René Huyghe.
Le Prix Erasme, on en sait l'importance mondiale. Il fut récemment attribué à René Huyghe, digne fils de cette haute lignée. La Fondation Européenne de la Culture avait reconnu en lui cet éthicien d'élite que le prince Bernhard de Lippe félicita particulièrement.
Mais que nous dit le Who's Who (ou quelque annuaire) quant à ce haut académicien ‘bien de chez nous’? Huyghe, né le 3 mai 1906; originaire d'Hazebrouck (où il a encore sa maison, ses amis, sa famille même), naguère Conservateur en chef du Musée du Louvre, ce qui m'a permis alors de protester près de lui contre les trop nombreuses vivisections de ‘l'Ecole Flamande’ (vocable unique souhaitable).
Dans les diverses salles du Louvre, on voit en effet tant de curieuses sous-classifications: Ecole des... Anciens Pays-Bas, ancienne Ecole Flamande Néerlandaise, Hollandaise, de Belgique, de Flandre Française etc. etc... Pourquoi?
Je voudrais, je veux (trop sommairement hélas), mais avec un intense respect d'admiration, souligner l'importance vive d'un des trop rares Flamands Académiciens de France et je dis ceci avec un total consensus.
‘Par l'oeuvre d'art’, René Huyghe a essayé de découvrir aussi bien la nature intime d'un être dans son for intérieur que l'attitude fondamentale expliquant une civilisation ou tout autre groupement humain.

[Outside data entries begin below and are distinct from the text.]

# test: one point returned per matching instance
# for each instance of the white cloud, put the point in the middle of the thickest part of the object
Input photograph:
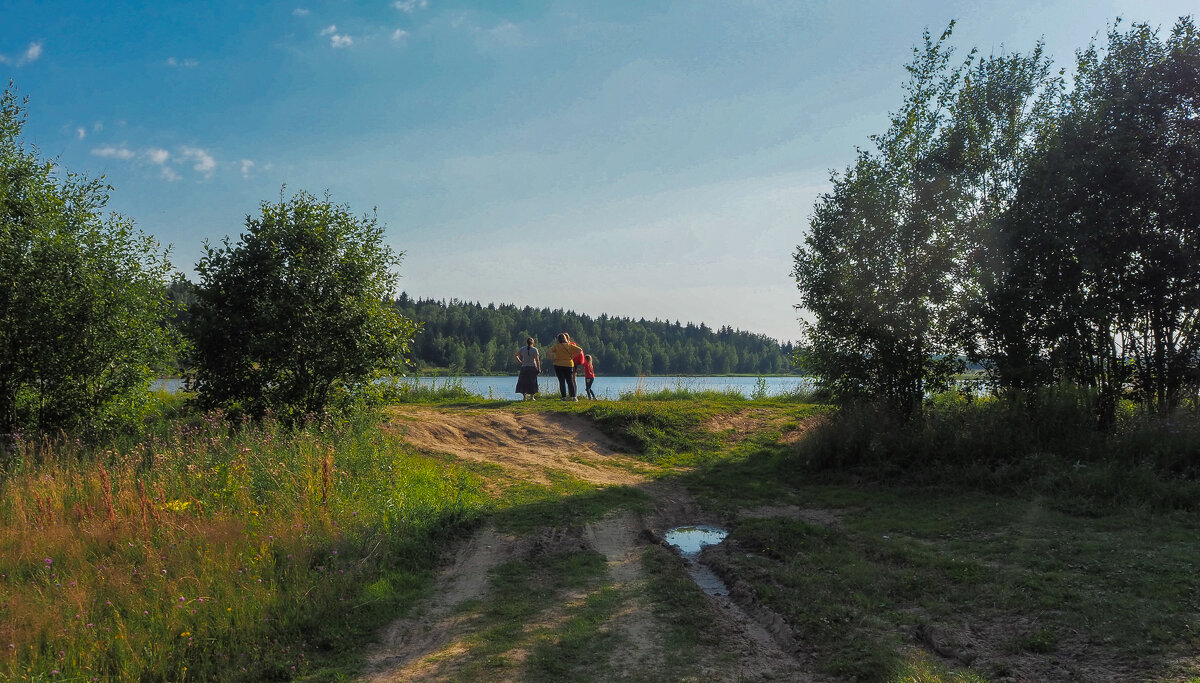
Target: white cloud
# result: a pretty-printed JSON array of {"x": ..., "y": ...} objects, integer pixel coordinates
[
  {"x": 204, "y": 161},
  {"x": 411, "y": 6},
  {"x": 109, "y": 151},
  {"x": 157, "y": 155},
  {"x": 30, "y": 55}
]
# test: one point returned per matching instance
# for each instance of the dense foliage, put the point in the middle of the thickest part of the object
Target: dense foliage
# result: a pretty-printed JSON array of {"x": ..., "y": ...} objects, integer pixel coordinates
[
  {"x": 1050, "y": 233},
  {"x": 297, "y": 317},
  {"x": 474, "y": 339},
  {"x": 82, "y": 298}
]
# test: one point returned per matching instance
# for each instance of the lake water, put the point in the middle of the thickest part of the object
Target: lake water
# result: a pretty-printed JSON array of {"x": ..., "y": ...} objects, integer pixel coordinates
[{"x": 606, "y": 387}]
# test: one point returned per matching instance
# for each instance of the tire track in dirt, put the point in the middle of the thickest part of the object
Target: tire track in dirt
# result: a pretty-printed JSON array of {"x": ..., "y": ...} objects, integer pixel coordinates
[{"x": 431, "y": 643}]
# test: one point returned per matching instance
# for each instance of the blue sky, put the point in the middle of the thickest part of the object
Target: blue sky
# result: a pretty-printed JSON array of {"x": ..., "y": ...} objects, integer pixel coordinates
[{"x": 637, "y": 159}]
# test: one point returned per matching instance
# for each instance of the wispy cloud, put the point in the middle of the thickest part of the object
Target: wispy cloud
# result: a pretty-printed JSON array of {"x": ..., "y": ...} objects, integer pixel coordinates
[
  {"x": 109, "y": 151},
  {"x": 30, "y": 55},
  {"x": 157, "y": 155},
  {"x": 204, "y": 161},
  {"x": 409, "y": 6},
  {"x": 335, "y": 39}
]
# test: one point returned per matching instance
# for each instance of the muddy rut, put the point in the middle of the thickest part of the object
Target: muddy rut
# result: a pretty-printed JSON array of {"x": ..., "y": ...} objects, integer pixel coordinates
[{"x": 433, "y": 642}]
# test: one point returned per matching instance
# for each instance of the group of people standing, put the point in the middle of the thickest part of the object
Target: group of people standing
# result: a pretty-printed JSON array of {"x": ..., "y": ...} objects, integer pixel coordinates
[{"x": 568, "y": 359}]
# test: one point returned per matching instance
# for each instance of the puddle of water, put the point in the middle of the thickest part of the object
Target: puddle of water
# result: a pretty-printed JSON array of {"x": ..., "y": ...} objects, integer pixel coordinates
[{"x": 690, "y": 540}]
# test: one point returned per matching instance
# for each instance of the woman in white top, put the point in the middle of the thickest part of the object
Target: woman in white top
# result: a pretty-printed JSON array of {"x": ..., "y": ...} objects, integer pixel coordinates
[{"x": 531, "y": 366}]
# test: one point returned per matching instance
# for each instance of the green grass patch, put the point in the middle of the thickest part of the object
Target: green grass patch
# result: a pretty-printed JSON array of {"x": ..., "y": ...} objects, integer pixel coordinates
[
  {"x": 245, "y": 555},
  {"x": 543, "y": 621},
  {"x": 1031, "y": 579}
]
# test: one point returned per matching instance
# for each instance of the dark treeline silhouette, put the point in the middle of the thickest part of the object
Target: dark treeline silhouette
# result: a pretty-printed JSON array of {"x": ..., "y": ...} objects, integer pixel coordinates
[{"x": 475, "y": 339}]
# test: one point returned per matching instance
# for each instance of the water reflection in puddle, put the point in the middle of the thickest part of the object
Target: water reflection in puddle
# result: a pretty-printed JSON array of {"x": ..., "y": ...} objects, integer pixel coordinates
[{"x": 690, "y": 540}]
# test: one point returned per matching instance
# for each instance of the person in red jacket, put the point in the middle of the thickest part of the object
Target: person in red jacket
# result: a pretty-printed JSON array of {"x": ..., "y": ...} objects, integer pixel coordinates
[{"x": 589, "y": 373}]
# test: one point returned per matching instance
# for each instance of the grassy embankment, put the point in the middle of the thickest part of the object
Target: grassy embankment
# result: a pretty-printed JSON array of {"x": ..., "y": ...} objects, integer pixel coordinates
[{"x": 207, "y": 553}]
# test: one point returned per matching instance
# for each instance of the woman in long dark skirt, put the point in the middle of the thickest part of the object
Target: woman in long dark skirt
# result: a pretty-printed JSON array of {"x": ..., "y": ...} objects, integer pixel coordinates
[{"x": 531, "y": 367}]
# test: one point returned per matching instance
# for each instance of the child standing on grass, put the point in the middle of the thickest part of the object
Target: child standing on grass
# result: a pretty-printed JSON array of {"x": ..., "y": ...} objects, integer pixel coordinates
[{"x": 589, "y": 375}]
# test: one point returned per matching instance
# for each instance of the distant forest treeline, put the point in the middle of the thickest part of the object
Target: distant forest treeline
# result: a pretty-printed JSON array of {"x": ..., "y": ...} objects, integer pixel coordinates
[{"x": 475, "y": 339}]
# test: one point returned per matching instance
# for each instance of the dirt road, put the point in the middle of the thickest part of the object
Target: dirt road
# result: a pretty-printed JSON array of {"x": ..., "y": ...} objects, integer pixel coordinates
[{"x": 435, "y": 643}]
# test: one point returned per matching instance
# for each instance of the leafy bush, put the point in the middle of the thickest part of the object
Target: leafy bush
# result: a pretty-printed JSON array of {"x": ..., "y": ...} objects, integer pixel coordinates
[
  {"x": 82, "y": 299},
  {"x": 297, "y": 317}
]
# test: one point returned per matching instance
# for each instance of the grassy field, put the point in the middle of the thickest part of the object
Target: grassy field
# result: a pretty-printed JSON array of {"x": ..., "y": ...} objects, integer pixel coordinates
[{"x": 209, "y": 552}]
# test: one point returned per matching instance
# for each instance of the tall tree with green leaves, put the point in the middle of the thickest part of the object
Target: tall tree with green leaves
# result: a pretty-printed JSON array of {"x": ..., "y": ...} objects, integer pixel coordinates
[
  {"x": 297, "y": 317},
  {"x": 1104, "y": 234},
  {"x": 876, "y": 269},
  {"x": 83, "y": 299}
]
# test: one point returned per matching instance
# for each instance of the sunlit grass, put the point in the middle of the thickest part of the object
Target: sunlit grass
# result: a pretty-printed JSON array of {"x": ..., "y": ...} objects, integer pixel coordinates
[{"x": 210, "y": 555}]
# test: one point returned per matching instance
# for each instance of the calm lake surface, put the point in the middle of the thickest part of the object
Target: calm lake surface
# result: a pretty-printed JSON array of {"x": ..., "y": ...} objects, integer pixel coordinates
[{"x": 604, "y": 387}]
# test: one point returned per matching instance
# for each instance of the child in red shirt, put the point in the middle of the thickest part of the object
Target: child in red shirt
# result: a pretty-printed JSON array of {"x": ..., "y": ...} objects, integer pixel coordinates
[{"x": 589, "y": 375}]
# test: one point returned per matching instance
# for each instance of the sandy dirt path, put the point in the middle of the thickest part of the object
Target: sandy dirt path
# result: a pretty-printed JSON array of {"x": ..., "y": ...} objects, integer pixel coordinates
[{"x": 431, "y": 643}]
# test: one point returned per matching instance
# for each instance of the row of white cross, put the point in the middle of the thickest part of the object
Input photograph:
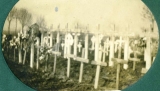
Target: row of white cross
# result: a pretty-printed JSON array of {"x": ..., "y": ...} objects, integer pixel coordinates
[{"x": 110, "y": 46}]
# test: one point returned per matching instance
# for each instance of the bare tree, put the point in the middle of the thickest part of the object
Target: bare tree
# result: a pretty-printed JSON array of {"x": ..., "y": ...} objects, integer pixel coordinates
[
  {"x": 10, "y": 18},
  {"x": 24, "y": 17},
  {"x": 147, "y": 14},
  {"x": 16, "y": 17},
  {"x": 41, "y": 22}
]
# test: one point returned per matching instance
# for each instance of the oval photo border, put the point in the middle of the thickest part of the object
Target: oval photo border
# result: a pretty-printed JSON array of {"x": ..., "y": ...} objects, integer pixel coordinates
[{"x": 149, "y": 82}]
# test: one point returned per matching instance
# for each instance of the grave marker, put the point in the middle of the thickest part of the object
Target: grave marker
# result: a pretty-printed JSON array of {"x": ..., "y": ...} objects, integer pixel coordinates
[
  {"x": 111, "y": 51},
  {"x": 67, "y": 51},
  {"x": 79, "y": 46},
  {"x": 56, "y": 52},
  {"x": 84, "y": 58},
  {"x": 126, "y": 51},
  {"x": 97, "y": 58},
  {"x": 119, "y": 61}
]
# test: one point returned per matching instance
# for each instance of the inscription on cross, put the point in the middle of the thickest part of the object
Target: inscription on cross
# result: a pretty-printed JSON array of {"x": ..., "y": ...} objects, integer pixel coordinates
[
  {"x": 67, "y": 50},
  {"x": 79, "y": 46}
]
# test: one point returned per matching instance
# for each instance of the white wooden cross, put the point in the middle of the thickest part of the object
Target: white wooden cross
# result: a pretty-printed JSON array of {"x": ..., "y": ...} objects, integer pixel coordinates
[
  {"x": 79, "y": 46},
  {"x": 97, "y": 58},
  {"x": 116, "y": 46},
  {"x": 38, "y": 49},
  {"x": 67, "y": 50},
  {"x": 126, "y": 51},
  {"x": 62, "y": 45},
  {"x": 75, "y": 43},
  {"x": 56, "y": 52},
  {"x": 119, "y": 61},
  {"x": 93, "y": 42},
  {"x": 111, "y": 52},
  {"x": 84, "y": 58}
]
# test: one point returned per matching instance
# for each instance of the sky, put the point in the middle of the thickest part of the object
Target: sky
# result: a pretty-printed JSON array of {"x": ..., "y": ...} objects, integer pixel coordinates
[{"x": 126, "y": 15}]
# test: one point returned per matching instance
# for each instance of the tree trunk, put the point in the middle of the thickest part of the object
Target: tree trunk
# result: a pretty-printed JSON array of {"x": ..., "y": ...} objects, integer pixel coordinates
[
  {"x": 32, "y": 55},
  {"x": 20, "y": 55},
  {"x": 14, "y": 53},
  {"x": 9, "y": 23},
  {"x": 24, "y": 57},
  {"x": 16, "y": 26}
]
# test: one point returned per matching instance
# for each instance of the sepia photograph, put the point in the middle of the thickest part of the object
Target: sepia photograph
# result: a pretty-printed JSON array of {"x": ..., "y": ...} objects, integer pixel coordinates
[{"x": 79, "y": 45}]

De la première recherche, relèvent ses monographies (sur Vermeer, Watteau, Delacroix, Gauguin, Cézanne etc.), de la seconde, ses études d'ensemble. Au premier chef: ‘l'Art et l'Homme’ qui embrasse l'évolution humaine depuis la Préhistoire jusqu'à l'Art abstrait d'aujourd'hui; les chapitres personnels rédigés par René Huyghe (dans cet ouvrage collectif qu'il a dirigé) ont été édités sous le titre Sens et Destin de l'Art. L'oeuvre d'Art est constituée de deux éléments primordiaux: elle est d'abord une image chargée d'un certain sens, à la fois voulu et inconscient; où s'avouent les intentions et les obsessions d'un groupe ou d'un individu, où se dessinent les lignes de force de leur pensée ou de leur sensibilité. Mais, par ses formes, l'oeuvre d'art obéit à une structure qui, pour être visuelle, n'en traduit pas moins l'organisation mentale de son créateur, cette structure est donc parallèle à celle des idées, dans la pensée et même dans la science contemporaine?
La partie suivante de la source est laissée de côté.